There lived an old lord by the Northern Sea
And he had daughters, one two three . . .
I’ll be true to my love,
If my love will be true to me.”
Morrow squinted, feeling the room lurch around him. “So he had three daughters.”
“Yeah, and one of ’em steals the other’s finance, so the other one throws her in the river to drown. Then she floats downstream and snags in the mill, and the miller drags her out — ”
“So she’s rescued.”
Another laugh. “’Til he cuts the rings off her fingers, and throws her right back in.”
“An’ the third?”
“She don’t even come into it, Morrow; three’s a better rhyme than two, is all.” Chess shot him a quick glance, and even mellow as he was, Morrow felt a quick stab of superstitious dread, unable to deny that even in the bar’s smoky semi-shadow, the pistoleer’s eyes really did throw back light like a cat’s. “You’re an odd sorta bastard when you’re drunk, ain’t ya?”

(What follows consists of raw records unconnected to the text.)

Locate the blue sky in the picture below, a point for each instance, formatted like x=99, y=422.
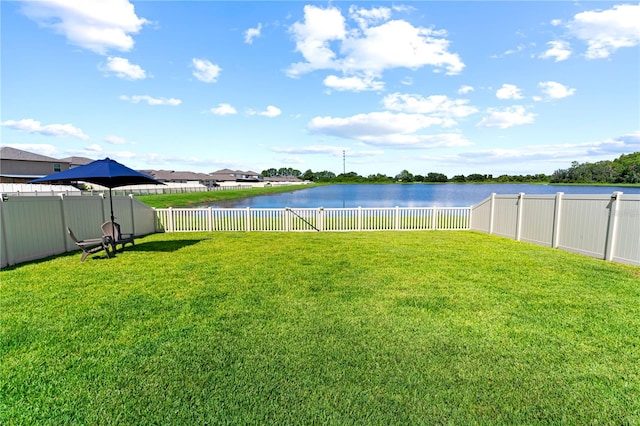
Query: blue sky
x=451, y=87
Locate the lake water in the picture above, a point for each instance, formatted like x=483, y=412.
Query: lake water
x=407, y=195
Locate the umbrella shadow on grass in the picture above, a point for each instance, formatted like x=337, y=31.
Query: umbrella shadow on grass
x=163, y=246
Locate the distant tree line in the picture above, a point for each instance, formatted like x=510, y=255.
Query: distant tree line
x=625, y=169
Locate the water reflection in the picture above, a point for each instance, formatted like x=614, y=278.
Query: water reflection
x=416, y=195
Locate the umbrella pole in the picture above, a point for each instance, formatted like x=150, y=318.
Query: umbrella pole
x=113, y=226
x=111, y=204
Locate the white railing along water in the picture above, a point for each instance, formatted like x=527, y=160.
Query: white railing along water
x=313, y=219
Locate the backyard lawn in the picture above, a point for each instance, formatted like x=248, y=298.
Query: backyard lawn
x=383, y=328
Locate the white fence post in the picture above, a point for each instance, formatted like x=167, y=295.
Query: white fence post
x=133, y=217
x=287, y=219
x=612, y=226
x=434, y=217
x=102, y=203
x=555, y=238
x=170, y=220
x=5, y=244
x=320, y=219
x=397, y=219
x=492, y=209
x=519, y=217
x=64, y=223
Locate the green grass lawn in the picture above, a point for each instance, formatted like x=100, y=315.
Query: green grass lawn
x=333, y=328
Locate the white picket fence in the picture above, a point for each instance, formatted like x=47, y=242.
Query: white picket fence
x=313, y=219
x=601, y=226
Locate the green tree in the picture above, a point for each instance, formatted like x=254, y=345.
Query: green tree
x=404, y=176
x=436, y=177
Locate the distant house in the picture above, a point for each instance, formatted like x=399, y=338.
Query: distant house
x=171, y=176
x=228, y=175
x=18, y=166
x=283, y=179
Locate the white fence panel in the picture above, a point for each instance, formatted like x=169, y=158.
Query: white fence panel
x=313, y=219
x=481, y=217
x=506, y=208
x=35, y=227
x=31, y=228
x=626, y=244
x=584, y=223
x=602, y=226
x=538, y=219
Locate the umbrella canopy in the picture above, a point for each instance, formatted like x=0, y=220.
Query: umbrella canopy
x=107, y=172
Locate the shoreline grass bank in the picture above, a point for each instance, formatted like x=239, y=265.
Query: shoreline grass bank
x=191, y=199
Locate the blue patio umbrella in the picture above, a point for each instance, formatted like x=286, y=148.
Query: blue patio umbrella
x=108, y=173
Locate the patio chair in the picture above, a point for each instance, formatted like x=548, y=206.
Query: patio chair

Morrow swallowed. “Yeah. When I ain’t drunk, too — or so I’ve been told.”
And then, because the Two Sisters was so warm and dark, maybe, packed full to the gills with outlaws and really almost too noisy to talk at all, Morrow found himself asking, without thinking twice, “What the hell was that place, anyhow? Back at Songbird’s?”
But to this, Chess didn’t answer immediately. Instead, he continued to study on his own empty glass a while, once more deep entranced by what he saw there: that cool, sticky green world where nothing mattered, ’cause everything was already well-drained hollow.
“Down in the hole?” he said, at length. “They call it the hospital — not that it’s for gettin’ better, you understand. ’Cause that’s just where they put the whores who really are on their last inch of trim.”
“’Bout how long you think they all got, then?”
“Oh, not too long. Undertakers’ll be by tomorrow. If they ain’t dead by then, they better try harder.”
“So — that woman you were talkin’ with . . .” Another gulp, as the room continued on its merry, wobbly way. “. . . who was she?”
And here Chess’s eyes flicked over yet again, all the more disturbing for their unpredictable lack of anger.
“Well, hell, Morrow,” he said, lightly, “I’d’ve thought you’d’ve already guessed. That there was the famous English Oona . . . Pargeter.”
CHAPTER FIVE
That night, Morrow lay awake without wanting to, trying not to listen to Chess and the Rev fuck. Which was damn hard, since they were so damn loud at it — Chess mostly, Morrow reckoned, though the Rev sure did his share. The racket dripped down through the ceiling, incautious and unashamed as all get out; creak and thump of bedsprings and other accoutrements, plus Chess himself riding Rook like he was some sort of trick horse with a whoop and a holler, singing out his usual refrain at the top of his lungs: “Oh yeah, hit that, God damn! Hit that thing, uh, Good God Jesus! Christ Almighty, go on ahead and hit it!”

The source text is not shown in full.